Data Analyst
(2-year Higher Professional Degree)

Become a highly employable data analyst with advanced skills in databases, cloud services, programmatic data analysis, big data and other advanced topics.

Become a valuable data analyst

As a data analyst, you will have a key role in every modern company’s ecosystem. Your ability to guide organisations to make informed decisions using relevant and up-to-date information based on real-world data makes you a highly desired addition to any team. Effective data analysis can isolate workflow issues, reduce operational costs, identify inefficient processes and contribute to solving critical challenges.

The first year of this two year study program is identical to the Data Analyst one year program. You can still apply directly into this two year program, and secure your place for the full two years.
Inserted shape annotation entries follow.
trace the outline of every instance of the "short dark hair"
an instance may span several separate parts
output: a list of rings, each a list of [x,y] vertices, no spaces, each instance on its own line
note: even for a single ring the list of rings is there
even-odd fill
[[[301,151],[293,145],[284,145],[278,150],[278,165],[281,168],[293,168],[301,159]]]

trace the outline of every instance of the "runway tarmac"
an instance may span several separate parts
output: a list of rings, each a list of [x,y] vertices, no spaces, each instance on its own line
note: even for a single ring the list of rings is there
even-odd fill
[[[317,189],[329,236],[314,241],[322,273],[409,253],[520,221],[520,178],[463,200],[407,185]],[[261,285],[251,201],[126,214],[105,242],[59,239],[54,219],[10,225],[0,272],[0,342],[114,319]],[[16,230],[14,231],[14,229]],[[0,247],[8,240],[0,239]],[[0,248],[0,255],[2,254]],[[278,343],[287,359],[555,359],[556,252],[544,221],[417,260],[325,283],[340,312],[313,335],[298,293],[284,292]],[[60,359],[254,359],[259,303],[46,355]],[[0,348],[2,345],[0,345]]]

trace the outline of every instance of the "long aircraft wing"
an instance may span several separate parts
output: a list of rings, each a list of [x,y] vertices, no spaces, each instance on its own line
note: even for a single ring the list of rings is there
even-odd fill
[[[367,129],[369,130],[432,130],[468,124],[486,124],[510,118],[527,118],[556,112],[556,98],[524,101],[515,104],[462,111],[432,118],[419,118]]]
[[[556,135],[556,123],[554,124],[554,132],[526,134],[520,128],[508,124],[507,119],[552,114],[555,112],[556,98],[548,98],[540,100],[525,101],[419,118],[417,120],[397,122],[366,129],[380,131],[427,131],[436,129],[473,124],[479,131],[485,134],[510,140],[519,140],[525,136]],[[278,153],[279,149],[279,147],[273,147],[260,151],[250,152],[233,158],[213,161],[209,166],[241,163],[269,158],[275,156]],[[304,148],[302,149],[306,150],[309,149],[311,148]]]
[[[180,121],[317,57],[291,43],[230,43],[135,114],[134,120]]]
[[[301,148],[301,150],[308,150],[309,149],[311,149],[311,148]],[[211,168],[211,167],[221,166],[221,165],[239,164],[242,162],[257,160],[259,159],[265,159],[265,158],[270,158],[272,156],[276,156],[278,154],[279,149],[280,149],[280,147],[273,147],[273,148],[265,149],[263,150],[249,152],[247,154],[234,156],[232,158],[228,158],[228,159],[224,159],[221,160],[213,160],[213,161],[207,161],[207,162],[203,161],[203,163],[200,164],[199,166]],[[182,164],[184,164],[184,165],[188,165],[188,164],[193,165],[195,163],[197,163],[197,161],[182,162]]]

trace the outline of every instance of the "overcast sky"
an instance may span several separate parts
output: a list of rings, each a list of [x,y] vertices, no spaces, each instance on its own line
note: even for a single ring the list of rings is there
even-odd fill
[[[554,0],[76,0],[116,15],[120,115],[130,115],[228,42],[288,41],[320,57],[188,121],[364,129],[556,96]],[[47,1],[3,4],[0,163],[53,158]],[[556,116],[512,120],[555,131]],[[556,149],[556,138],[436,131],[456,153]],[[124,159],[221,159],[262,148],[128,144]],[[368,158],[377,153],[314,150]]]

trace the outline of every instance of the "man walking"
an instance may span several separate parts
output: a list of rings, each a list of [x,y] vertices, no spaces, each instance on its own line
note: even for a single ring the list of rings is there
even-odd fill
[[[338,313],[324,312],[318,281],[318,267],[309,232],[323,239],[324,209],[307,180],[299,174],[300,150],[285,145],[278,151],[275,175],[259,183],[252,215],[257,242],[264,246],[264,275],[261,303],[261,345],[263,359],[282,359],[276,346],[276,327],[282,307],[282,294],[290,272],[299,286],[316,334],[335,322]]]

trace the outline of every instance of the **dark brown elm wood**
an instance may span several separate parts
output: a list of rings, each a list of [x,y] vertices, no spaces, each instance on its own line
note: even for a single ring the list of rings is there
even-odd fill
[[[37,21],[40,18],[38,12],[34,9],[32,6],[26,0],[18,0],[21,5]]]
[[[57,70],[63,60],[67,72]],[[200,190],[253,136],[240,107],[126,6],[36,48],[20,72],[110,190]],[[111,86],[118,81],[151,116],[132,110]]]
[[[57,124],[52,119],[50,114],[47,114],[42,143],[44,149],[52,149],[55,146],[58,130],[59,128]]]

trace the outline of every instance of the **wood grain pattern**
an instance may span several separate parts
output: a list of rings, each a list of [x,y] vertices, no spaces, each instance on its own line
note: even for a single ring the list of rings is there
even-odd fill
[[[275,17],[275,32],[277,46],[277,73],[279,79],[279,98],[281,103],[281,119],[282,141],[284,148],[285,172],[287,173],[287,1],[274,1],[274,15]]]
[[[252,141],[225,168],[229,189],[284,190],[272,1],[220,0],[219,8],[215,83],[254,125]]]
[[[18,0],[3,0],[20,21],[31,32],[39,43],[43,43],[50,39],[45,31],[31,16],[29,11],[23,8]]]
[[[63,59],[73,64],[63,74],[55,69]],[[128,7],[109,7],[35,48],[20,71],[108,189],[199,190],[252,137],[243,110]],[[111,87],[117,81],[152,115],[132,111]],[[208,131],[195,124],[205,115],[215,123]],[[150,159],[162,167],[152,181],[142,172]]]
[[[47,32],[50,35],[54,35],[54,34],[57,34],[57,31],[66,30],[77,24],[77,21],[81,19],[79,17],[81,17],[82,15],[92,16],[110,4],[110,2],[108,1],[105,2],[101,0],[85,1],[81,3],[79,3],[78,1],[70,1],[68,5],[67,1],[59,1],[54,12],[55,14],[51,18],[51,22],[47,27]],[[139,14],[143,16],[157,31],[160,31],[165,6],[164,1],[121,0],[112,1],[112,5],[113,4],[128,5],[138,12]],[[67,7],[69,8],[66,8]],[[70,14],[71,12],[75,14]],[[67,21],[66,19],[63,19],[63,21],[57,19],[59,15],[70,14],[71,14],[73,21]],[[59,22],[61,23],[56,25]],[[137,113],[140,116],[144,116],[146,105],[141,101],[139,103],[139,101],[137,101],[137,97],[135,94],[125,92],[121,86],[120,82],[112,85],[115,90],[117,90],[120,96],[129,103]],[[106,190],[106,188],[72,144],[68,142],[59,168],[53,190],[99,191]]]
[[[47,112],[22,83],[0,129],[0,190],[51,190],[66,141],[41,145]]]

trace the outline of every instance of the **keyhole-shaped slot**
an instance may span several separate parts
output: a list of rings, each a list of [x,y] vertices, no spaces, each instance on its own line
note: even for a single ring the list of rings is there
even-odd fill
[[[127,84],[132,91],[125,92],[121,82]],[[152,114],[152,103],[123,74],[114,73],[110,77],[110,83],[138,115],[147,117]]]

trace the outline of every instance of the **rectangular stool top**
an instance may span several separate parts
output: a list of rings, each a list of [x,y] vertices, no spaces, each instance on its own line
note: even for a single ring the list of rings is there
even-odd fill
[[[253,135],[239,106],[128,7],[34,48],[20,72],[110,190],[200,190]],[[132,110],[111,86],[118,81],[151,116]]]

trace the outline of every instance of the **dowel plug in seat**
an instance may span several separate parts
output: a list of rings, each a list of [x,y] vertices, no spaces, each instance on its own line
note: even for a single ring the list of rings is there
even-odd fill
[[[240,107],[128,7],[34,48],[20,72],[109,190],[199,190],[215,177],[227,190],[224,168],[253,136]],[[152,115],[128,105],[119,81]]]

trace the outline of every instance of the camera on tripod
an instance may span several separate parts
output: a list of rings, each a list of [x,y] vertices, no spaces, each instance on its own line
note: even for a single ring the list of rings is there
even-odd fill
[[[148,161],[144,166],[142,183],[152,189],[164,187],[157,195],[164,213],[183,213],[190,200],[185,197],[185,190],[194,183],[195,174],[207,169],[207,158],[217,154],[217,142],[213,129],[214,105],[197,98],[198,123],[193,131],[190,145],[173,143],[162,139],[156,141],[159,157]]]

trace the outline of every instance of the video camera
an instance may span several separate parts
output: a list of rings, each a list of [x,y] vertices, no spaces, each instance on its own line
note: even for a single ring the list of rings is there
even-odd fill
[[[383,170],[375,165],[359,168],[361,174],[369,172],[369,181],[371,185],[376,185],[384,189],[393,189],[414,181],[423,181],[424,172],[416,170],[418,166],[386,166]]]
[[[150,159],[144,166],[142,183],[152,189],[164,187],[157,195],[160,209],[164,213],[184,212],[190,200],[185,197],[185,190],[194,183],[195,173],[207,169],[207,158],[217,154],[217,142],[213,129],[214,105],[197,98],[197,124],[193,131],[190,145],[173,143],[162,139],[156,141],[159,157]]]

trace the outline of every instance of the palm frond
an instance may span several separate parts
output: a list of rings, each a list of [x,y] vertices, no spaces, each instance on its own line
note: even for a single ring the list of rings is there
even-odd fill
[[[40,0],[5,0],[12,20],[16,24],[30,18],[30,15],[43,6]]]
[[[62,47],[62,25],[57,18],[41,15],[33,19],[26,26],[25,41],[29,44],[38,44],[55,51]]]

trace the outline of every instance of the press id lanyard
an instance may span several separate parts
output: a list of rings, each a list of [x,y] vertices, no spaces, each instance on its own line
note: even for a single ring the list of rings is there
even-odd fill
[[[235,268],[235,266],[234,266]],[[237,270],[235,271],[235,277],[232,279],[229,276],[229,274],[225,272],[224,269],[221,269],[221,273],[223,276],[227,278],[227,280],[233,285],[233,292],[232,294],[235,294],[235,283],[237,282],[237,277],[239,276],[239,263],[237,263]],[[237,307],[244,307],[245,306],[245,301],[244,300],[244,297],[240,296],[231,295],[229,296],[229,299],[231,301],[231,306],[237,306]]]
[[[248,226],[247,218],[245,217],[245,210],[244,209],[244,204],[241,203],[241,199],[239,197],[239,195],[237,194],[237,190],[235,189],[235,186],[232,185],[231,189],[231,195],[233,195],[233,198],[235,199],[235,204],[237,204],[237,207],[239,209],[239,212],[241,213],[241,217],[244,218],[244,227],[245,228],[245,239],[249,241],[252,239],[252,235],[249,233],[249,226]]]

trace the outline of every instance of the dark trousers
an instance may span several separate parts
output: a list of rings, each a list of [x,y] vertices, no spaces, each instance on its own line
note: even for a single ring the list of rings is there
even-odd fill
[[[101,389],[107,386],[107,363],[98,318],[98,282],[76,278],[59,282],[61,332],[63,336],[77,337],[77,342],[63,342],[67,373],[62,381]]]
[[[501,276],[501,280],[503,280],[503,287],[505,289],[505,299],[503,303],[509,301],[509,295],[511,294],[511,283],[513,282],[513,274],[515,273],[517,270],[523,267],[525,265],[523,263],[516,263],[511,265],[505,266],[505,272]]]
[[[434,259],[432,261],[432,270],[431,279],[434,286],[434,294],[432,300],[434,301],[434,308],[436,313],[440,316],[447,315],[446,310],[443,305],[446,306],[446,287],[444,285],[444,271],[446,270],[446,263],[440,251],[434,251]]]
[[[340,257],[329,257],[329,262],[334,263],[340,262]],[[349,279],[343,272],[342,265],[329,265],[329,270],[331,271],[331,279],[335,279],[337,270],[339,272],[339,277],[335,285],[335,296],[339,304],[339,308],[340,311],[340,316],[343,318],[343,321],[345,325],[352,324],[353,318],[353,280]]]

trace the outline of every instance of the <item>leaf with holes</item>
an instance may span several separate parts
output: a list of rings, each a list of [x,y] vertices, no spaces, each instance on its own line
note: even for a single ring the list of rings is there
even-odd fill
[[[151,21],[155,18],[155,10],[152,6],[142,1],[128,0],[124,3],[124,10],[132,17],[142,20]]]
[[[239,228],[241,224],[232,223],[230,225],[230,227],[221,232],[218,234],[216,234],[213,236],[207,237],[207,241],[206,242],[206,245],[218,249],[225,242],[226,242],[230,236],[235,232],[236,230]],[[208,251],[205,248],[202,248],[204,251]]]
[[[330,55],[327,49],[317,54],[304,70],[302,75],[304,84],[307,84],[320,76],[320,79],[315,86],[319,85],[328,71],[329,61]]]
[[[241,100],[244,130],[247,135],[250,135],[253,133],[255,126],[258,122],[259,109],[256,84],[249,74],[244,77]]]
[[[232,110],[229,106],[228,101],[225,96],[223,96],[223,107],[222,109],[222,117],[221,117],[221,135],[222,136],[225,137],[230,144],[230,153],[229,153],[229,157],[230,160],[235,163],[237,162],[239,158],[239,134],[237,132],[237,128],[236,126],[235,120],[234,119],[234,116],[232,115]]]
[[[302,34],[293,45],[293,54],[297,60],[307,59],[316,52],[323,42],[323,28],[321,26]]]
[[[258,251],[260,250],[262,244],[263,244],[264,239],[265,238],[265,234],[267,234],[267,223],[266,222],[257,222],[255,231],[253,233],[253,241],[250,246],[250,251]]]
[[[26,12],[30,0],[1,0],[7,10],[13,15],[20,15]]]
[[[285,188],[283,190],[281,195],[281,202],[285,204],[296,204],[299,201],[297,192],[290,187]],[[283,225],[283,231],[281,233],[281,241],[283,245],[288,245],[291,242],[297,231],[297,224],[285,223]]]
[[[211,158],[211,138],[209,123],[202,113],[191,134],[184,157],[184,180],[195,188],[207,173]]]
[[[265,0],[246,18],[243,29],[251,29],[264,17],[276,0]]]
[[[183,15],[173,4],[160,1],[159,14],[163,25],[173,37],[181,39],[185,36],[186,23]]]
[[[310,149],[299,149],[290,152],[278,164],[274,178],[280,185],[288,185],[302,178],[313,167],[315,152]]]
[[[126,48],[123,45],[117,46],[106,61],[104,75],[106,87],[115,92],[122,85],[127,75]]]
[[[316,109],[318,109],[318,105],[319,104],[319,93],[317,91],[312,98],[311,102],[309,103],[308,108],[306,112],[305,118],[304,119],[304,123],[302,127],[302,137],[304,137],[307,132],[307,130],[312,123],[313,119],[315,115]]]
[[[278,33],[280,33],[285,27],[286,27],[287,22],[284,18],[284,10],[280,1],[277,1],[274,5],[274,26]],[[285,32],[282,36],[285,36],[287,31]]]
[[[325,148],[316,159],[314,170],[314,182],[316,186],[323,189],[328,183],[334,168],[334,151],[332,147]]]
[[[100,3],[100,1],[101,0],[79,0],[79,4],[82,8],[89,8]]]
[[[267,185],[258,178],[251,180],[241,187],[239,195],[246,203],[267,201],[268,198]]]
The second year moves into more advanced areas of data analysis, with courses like Databases and Cloud Services, Programmatic Data Analysis, Critical Data Thinking, Big Data and Advanced Topics, and Interactive Dashboards. This two-year program will make you even more employable to modern and forward-thinking companies.

The programme is aimed at people interested in real-world data and how cold hard numbers and heuristics can be used to shape decision-making using data from other fields of knowledge. This will enable analysts to learn how to leverage results better, visualise information for non-analyst consumption, and report findings elegantly and effectively.

Data Analyst Noroff

Programme objectives

The first year of the program focuses on strong theoretical understanding of analytical models accompanied by practical implementations using industry standard tools, such as Microsoft Excel, Google Spreadsheets, and related technologies. Once the foundation is laid, you will be engaged with how data is collected, stored, organized, analyzed, interpreted, visualized and reported.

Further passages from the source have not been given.